Our afternoon and evening at the Museum was the highlight of a very enjoyable holiday staying in Lowestoft — a place we will go to again, so that we can explore the town and its nearby neighbour, Great Yarmouth, more closely. Both are 'working' seaside towns and I enjoyed both far more than our visits to Cromer and, even, Southwold, where we holidayed for a few years until it was 'discovered' and it became too expensive.

Back home I have been putting the final touches to plans for the last Angel Row HistoryFest I am organising with Nottingham Local Studies Library, which takes place this coming Saturday (10 October) in the exhibition area on the 1st floor of Nottingham Central Library from 11am until 3pm.
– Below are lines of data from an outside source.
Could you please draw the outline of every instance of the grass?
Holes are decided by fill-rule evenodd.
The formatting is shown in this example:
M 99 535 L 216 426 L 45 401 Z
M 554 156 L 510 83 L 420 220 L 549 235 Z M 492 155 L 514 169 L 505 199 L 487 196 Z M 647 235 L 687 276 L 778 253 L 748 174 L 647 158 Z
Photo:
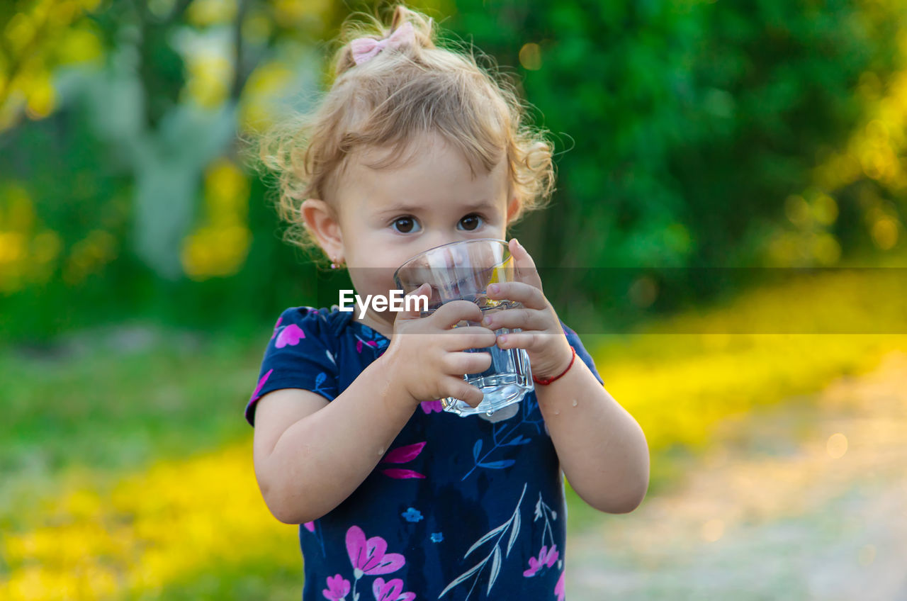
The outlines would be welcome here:
M 583 336 L 646 432 L 649 494 L 680 478 L 722 421 L 907 348 L 901 334 L 725 332 L 768 332 L 810 307 L 826 323 L 907 331 L 894 302 L 854 302 L 877 284 L 829 273 L 644 332 Z M 296 528 L 261 501 L 241 414 L 267 340 L 154 331 L 141 350 L 105 336 L 73 357 L 0 350 L 0 598 L 298 598 Z M 602 517 L 572 493 L 569 502 L 573 531 Z

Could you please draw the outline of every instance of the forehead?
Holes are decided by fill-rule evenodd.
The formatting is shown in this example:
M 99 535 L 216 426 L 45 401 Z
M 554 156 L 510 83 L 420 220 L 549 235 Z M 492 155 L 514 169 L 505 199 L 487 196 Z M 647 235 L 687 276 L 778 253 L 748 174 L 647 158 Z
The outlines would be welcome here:
M 356 150 L 336 189 L 342 203 L 352 201 L 369 209 L 401 201 L 454 206 L 480 200 L 505 202 L 510 181 L 504 156 L 502 151 L 502 160 L 486 172 L 440 135 L 424 134 L 403 149 Z

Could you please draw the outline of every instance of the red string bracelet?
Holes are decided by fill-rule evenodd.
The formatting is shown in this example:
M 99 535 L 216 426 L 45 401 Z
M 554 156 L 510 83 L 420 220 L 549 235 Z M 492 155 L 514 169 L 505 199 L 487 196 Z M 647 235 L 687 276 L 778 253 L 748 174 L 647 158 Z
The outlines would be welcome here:
M 570 358 L 570 364 L 567 366 L 566 369 L 564 369 L 563 371 L 561 371 L 561 373 L 559 373 L 557 376 L 554 376 L 553 378 L 536 378 L 535 375 L 533 374 L 532 375 L 532 381 L 535 382 L 536 384 L 541 384 L 542 386 L 548 386 L 549 384 L 551 384 L 551 382 L 553 382 L 555 379 L 557 379 L 558 378 L 562 377 L 565 373 L 567 373 L 568 371 L 570 371 L 570 369 L 571 367 L 573 367 L 573 360 L 576 359 L 576 349 L 574 349 L 573 347 L 571 347 L 570 350 L 573 351 L 573 356 Z

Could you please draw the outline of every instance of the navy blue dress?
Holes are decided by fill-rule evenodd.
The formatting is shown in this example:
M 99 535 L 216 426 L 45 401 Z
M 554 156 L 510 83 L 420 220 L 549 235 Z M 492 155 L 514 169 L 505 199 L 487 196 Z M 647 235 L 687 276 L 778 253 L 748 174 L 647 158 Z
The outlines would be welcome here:
M 328 400 L 389 340 L 352 312 L 297 307 L 278 320 L 246 408 L 279 389 Z M 575 332 L 577 356 L 601 381 Z M 363 399 L 367 402 L 367 399 Z M 535 392 L 496 422 L 420 404 L 343 503 L 300 525 L 303 601 L 564 598 L 563 479 Z

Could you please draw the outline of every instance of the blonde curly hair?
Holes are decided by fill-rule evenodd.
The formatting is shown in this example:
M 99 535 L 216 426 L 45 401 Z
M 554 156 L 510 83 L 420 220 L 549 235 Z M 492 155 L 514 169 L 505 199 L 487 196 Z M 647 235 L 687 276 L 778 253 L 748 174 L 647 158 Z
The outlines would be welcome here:
M 414 45 L 385 48 L 356 64 L 350 41 L 382 40 L 407 22 L 414 29 Z M 354 151 L 391 148 L 395 152 L 388 153 L 388 160 L 369 165 L 388 168 L 428 133 L 460 150 L 473 173 L 490 172 L 506 157 L 509 198 L 518 202 L 510 223 L 551 198 L 551 144 L 546 132 L 523 123 L 527 107 L 515 86 L 497 70 L 481 67 L 472 49 L 438 47 L 435 36 L 433 19 L 402 5 L 394 8 L 389 28 L 364 14 L 345 22 L 330 89 L 314 111 L 287 120 L 259 140 L 258 157 L 277 176 L 277 207 L 288 224 L 287 241 L 307 250 L 317 247 L 300 205 L 317 198 L 332 206 L 332 191 Z

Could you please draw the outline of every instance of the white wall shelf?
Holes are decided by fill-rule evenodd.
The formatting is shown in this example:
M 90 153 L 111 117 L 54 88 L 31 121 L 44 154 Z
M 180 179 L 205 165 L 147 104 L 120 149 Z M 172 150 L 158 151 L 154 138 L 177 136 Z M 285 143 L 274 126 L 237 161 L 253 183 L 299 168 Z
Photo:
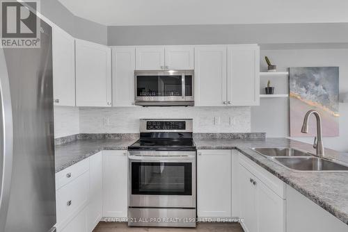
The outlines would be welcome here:
M 289 94 L 260 94 L 261 98 L 288 97 Z
M 289 72 L 260 72 L 260 76 L 288 76 Z

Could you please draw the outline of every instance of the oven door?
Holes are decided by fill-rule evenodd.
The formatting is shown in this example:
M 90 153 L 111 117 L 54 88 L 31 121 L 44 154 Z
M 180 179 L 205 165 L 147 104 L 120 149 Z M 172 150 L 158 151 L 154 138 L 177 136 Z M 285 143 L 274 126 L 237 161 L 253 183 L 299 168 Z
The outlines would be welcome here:
M 193 102 L 193 71 L 135 71 L 135 102 Z
M 133 151 L 129 207 L 196 208 L 196 152 Z

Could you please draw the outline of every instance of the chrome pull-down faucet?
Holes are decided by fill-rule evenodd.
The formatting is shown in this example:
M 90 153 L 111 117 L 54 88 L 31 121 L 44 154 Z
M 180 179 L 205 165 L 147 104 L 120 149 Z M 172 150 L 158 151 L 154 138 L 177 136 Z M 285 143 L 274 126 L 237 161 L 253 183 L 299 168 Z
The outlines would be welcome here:
M 303 124 L 301 132 L 304 133 L 308 133 L 308 119 L 310 116 L 313 114 L 317 119 L 317 137 L 314 138 L 313 148 L 315 149 L 315 153 L 317 156 L 324 156 L 324 144 L 322 133 L 322 117 L 319 113 L 314 110 L 310 110 L 305 115 L 303 119 Z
Today I quickly produced a map for The Beestonian to help publicise the Beeston (music) Oxfam on Saturday 17 October. It shows all fifteen Oxfam venues:


Usual rule applies. Click on the map to enlarge.

There is plenty to write about once I get back into the swing of things and this coming Saturday marks a big milestone for me. I gave up on committees when I reached 70 last year and now just help, even if means I attend the occasional meeting. At 71 I have stopped organising things. I can do my maps, write and blog at my pace and help folks in ways I enjoy. No longer do I feel driven to do something because I believe I should.